With the first potential “casualty” possibly being seen in the downward spiral of Basil Read, Industry Insight senior economist David Metelerkamp on Wednesday said the past few years had seen the grip of South Africa’s large, listed construction firms on the construction market steadily eroding in a sector that was already facing tough times.
With nearly 70% of the market value of the listed giants lost over the last ten years, the higher-end of the sector is feeling the most pain, he said during an AfriSam stakeholders breakfast session.
Discussing the state of the South African construction sector, he explained that post the massive boom in the early 2000s and subsequent double-digit growth year after year, the dynamics in the industry started to change as a clear downward trajectory in the industry emerged.

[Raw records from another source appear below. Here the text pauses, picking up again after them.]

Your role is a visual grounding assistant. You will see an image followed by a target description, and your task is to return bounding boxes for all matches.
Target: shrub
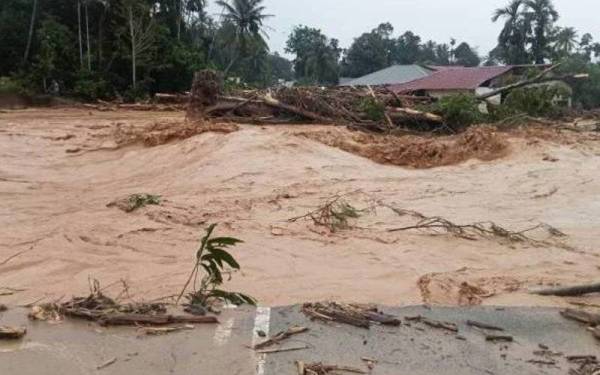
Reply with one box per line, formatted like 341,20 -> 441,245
178,224 -> 256,312
503,84 -> 571,117
0,77 -> 27,94
73,72 -> 111,101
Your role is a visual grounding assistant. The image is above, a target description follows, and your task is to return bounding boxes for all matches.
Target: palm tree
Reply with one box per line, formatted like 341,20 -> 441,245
525,0 -> 558,64
554,27 -> 579,57
492,0 -> 529,64
217,0 -> 272,53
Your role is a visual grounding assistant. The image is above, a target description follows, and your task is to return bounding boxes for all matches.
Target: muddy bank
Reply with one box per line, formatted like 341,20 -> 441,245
0,110 -> 600,305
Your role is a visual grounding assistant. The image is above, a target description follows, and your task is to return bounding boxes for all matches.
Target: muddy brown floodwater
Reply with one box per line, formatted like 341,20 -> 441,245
0,109 -> 600,305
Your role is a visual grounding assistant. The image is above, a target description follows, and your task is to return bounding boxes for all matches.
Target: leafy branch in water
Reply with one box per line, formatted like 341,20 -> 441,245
177,224 -> 256,309
127,194 -> 161,212
288,195 -> 362,232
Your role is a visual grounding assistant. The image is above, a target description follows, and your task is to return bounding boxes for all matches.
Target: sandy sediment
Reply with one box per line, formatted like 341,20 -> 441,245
0,109 -> 600,305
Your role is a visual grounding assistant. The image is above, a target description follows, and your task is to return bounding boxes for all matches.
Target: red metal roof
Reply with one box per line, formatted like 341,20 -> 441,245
389,66 -> 513,94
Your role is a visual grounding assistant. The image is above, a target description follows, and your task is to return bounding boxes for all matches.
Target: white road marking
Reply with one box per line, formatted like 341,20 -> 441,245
252,307 -> 271,375
213,318 -> 235,346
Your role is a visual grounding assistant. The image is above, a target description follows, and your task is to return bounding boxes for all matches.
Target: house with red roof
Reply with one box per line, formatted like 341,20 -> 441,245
388,65 -> 547,103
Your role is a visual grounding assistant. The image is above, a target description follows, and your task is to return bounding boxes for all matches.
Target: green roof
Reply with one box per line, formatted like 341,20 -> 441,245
340,65 -> 434,86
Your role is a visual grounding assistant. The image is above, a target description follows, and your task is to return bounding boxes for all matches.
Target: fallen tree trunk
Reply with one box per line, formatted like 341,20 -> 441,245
560,309 -> 600,326
531,283 -> 600,297
98,314 -> 219,326
476,64 -> 589,101
386,108 -> 444,124
261,95 -> 334,124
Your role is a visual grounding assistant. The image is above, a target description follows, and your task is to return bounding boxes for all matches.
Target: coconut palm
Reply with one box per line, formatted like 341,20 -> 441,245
492,0 -> 530,64
525,0 -> 558,64
217,0 -> 272,52
554,27 -> 579,57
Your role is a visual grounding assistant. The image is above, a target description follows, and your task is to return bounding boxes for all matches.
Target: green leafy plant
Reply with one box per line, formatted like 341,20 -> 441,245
288,195 -> 365,232
177,224 -> 256,308
125,194 -> 161,212
503,84 -> 571,117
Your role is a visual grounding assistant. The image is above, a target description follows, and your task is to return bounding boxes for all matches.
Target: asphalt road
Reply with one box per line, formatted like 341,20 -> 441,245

“From about 2011 to present, we saw quite the demise of the big contractor,” Metelerkamp highlighted, noting a significant increase in small and medium-sized contractors taking up the work that the bigger contractors were traditionally awarded.
The smaller contractors “basically replaced” the larger players, growing their contributions to the industry from 16% in 2012 to 40% currently, while the contributions from the major players fell from a reported 60% contribution in 2012 to 40% or 45% now, leading to a loss of about 15% of market share.
This came as government started breaking up the big projects into smaller pieces, owing to a slower pace of transformation than government would have liked, in addition to the collusion in the building of the 2010 FIFA World Cup stadiums and the loss of trust in the industry by government – the sector’s largest client.
The pressure faced by large contractors is compounded by the disarray of the overall sector, particularly the civil sector, which is at recessionary levels and is facing a particularly tough year ahead.
In addition, it is believed that there are “just too many” listed construction companies in South Africa, compared with global trends, Metelerkamp said, noting that China and Australia, for example, had only three to four listed construction firms, compared with South Africa’s nine.